# Compute ML performance metrics by group (sex) and run Google's Fairness Indicators using TFMA
This Colab-ready notebook explains why we compute metrics by protected groups and walks through running Google's Fairness Indicators on the Adult dataset. Run each cell in order. If you opened this in VS Code, you can also run it locally if TFMA installs on your platform.

In [None]:
# 1) Setup: Install and import libraries
%%bash
pip install -q pandas numpy scikit-learn matplotlib seaborn
pip install -q "tensorflow>=2.16.0" tensorflow-model-analysis fairness-indicators

In [None]:
import numpy as np
import pandas as pd
import matplotlib.pyplot as plt
import seaborn as sns
import json, os, zipfile
from pathlib import Path
from sklearn.datasets import fetch_openml
from sklearn.model_selection import train_test_split
from sklearn.preprocessing import OneHotEncoder, StandardScaler
from sklearn.compose import ColumnTransformer
from sklearn.pipeline import Pipeline
from sklearn.linear_model import LogisticRegression
from sklearn.metrics import accuracy_score, precision_score, recall_score, f1_score, roc_auc_score, average_precision_score

import tensorflow as tf
import tensorflow_model_analysis as tfma
from fairness_indicators.tfx import util as fi_util

np.random.seed(42)
tf.random.set_seed(42)
ARTIFACTS = Path('/content/outputs' if Path('/content').exists() else 'outputs')
ARTIFACTS.mkdir(exist_ok=True, parents=True)

In [None]:
# 2) Load and prepare dataset (features, label, sensitive attribute: sex)
adult = fetch_openml('adult', version=2, as_frame=True)
df = adult.frame.copy()
df['income_binary'] = (df['class'] == '>50K').astype(int)
df = df.drop(columns=['class'])
sensitive = df['sex'].copy()  # keep raw sex for slicing
df = df.drop(columns=['sex'])
y = df['income_binary']
X = df.drop(columns=['income_binary'])

cat_cols = X.select_dtypes(include=['object','category']).columns.tolist()
num_cols = X.select_dtypes(exclude=['object','category']).columns.tolist()

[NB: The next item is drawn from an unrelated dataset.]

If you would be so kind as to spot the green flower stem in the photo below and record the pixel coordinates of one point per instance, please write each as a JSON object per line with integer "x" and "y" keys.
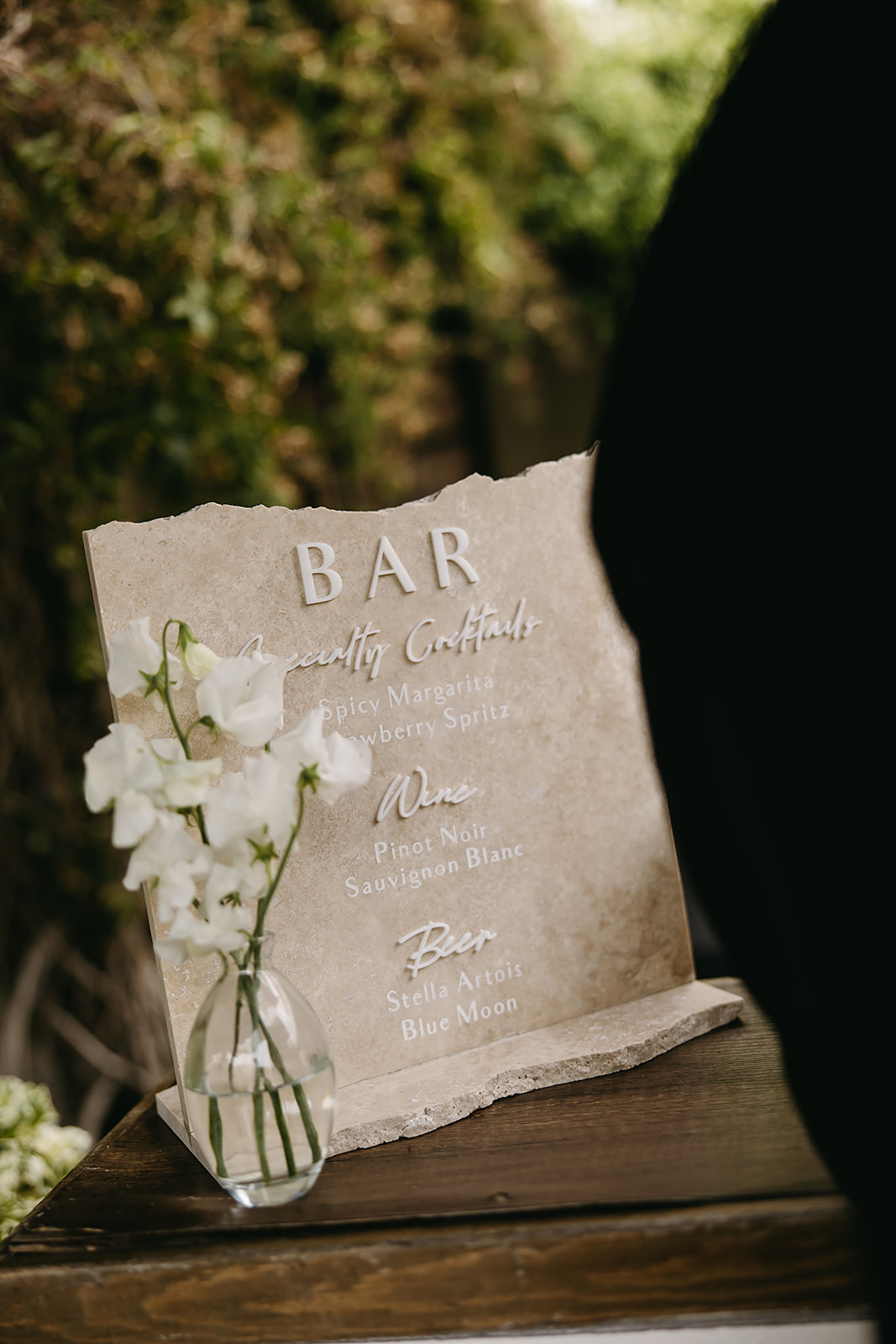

preprocess = ColumnTransformer([
    ('cat', OneHotEncoder(handle_unknown='ignore'), cat_cols),
    ('num', StandardScaler(with_mean=False), num_cols)
])

# 3) Split data and train baseline classifier
X_train, X_test, y_train, y_test, sens_train, sens_test = train_test_split(
    X, y, sensitive, test_size=0.2, random_state=42, stratify=y)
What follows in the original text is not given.